I pronto soccorso tornano a riempirsi di pazienti, mancano però all’appello medici e infermieri.

Negli ultimi giorni il pronto soccorso del Sant’Anna e i reparti d’urgenza degli altri presidi provinciali sono sotto pressione. Dopo una nottata difficile ieri mattina erano presenti 145 pazienti nei pronto soccorsi comaschi, con un’attesa media a San Fermo di nove ore per un codice verde e di sei per un codice giallo.

In totale erano presenti 10 codici bianchi, 73 verdi, 52 gialli e 10 rossi. La maggior parte era al Sant’Anna, 70 casi, poi al Sant’Antonio Abate di Cantù, 39 pazienti, e al Valduce, 22, meno ai presidi di Erba, Gravedona e Menaggio.

Il motivo del forte afflusso di pazienti non è da addebitarsi al Covid: c’è un lieve aumento dei contagi, ma i ricoverati positivi restano confinati al Sant’Anna e sono in numero ridotto. Si tratta di pazienti che hanno comuni problemi di salute, traumi ed eventi acuti, ma anche riacutizzazioni e problemi che la stagione invernale potrebbe far emergere. Tra gli ospedalieri c’è il timore che un parziale ritorno della pandemia almeno tra i non vaccinati, sommato alle patologie influenzali, crei una nuova forte onda d’urto sui pronto soccorso.

Soprattutto perché c’è una cronica mancanza di personale. Lo certifica nero su bianco l’Asst Lariana: «i servizi di emergenza urgenza soffrono da anni una carenza di professionisti, aggravata ulteriormente dall’emergenza pandemica, i posti disponibili nelle scuole di specializzazione per la medicina di emergenza urgenza sono più numerosi dei giovani laureati che vi si iscrivono, il che significa che i medici di pronto soccorso sono sempre più rari».

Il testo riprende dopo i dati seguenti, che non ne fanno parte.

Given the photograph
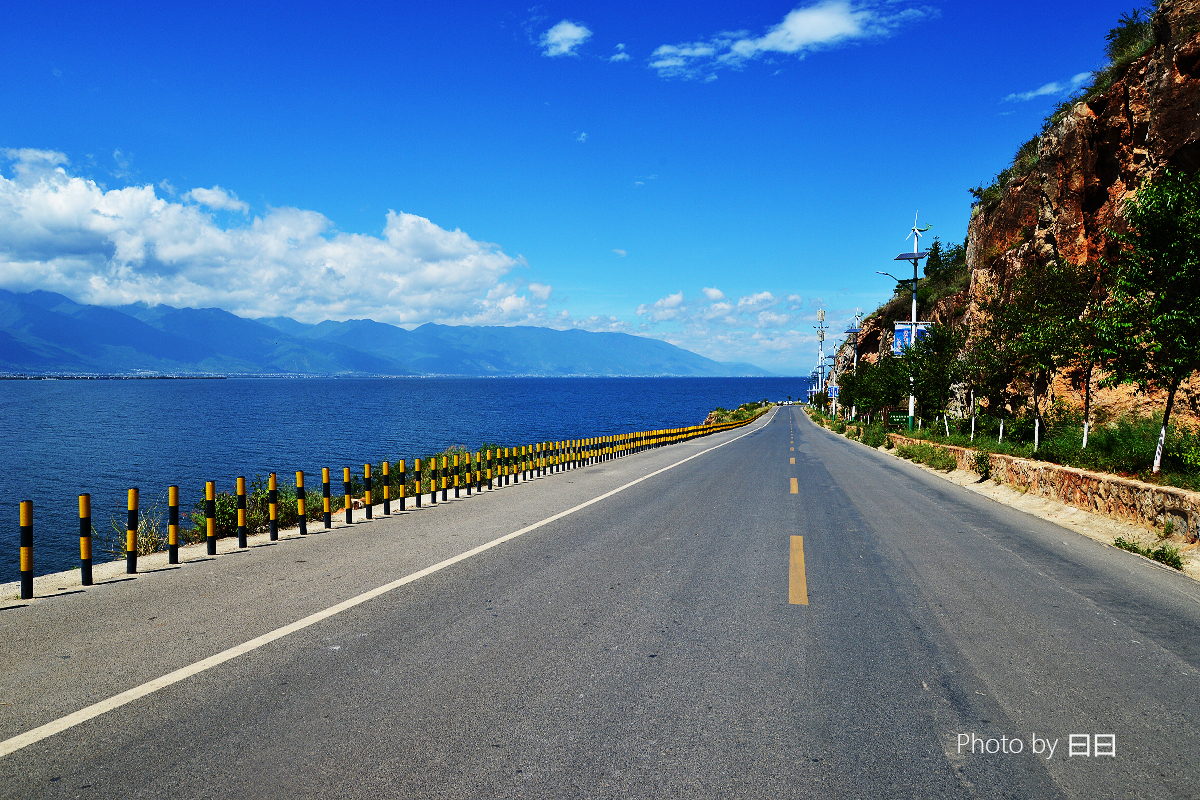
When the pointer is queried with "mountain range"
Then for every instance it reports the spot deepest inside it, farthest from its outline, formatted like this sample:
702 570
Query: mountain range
42 332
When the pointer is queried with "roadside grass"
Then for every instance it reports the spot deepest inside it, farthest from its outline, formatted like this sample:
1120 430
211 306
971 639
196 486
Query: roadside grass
1163 553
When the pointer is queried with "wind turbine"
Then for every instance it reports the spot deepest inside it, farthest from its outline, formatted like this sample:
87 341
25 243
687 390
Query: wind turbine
915 257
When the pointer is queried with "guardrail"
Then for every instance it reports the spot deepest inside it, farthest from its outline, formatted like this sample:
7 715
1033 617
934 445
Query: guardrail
495 468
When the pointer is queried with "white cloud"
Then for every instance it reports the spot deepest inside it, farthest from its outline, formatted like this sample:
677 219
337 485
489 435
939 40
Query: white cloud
66 234
564 38
823 24
663 308
1053 88
755 300
216 198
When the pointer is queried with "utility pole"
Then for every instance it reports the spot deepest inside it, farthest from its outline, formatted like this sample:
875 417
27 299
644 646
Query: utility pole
915 256
820 328
855 330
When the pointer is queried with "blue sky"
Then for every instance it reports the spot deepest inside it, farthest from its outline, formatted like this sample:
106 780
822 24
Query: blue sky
711 174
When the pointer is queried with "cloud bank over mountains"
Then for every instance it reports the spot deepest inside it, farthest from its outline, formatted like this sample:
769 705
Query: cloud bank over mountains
65 234
205 247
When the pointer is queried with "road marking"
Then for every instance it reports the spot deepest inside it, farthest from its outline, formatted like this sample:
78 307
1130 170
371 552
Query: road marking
797 585
115 702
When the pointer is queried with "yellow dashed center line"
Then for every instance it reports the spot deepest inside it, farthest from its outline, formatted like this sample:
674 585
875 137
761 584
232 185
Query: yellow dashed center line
797 584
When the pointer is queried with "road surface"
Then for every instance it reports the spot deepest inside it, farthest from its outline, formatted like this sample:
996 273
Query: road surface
772 612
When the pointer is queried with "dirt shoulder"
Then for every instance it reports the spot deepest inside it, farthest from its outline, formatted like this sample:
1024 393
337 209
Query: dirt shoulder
1086 523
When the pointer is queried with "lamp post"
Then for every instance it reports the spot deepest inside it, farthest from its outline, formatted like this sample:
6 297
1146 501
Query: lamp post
855 330
915 257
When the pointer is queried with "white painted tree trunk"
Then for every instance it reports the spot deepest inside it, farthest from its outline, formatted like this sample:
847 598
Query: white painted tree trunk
1158 450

Il carico di lavoro è intenso, i rischi alti. Vicino c’è la Svizzera che paga molto meglio. «Il risultato è che i numerosi e continui bandi pubblicati da Asst Lariana – spiega ancora l’ex azienda ospedaliera - per l’assunzione di professionisti non coprono tutti i posti disponibili così come accade in molte strutture del territorio regionale e nazionale».

Mancano internisti nei pronto soccorsi, anestesisti, ma anche reumatologi e nefrologi, i reparti di cardiologia e dermatologia sono in affanno. La stessa denuncia è stata lanciata anche dai vertici di Ats Insubria.

«La carenza dei medici c’era già prima del Covid in tutta la Lombardia, la pandemia ha peggiorato le cose – spiega Riccardo Bertoletti, direttore sanitario del Valduce – la mancanza di personale nei pronto soccorso è più accentuata. Il lavoro è più pesante e spesso è di poca soddisfazione. Negli ultimi giorni abbiamo registrato un ritorno di tante patologie nell’emergenza urgenza, affacciandoci ad una stagione delicata. Nelle linee guida nazionali e regionali ci sono molti progetti e finanziamenti per infrastrutture e nuovi servizi. Mancano però i professionisti per fare funzionare la nostra sanità».

La Regione intende per esempio costruire dei nuovi ospedali di comunità nei vecchi presidi ospedalieri e nelle ex Asl, con una nuova immissione di infermieri, professionisti che però al momento non si riescono ad assumere. «Gli specialisti non bastano per recuperare il terreno perso durante il Covid ed erogare più prestazioni sanitarie – dice ancora Bertoletti – è difficile così eliminare le liste d’attesa. Anche la medicina territoriale soffre la carenza dei medici di famiglia».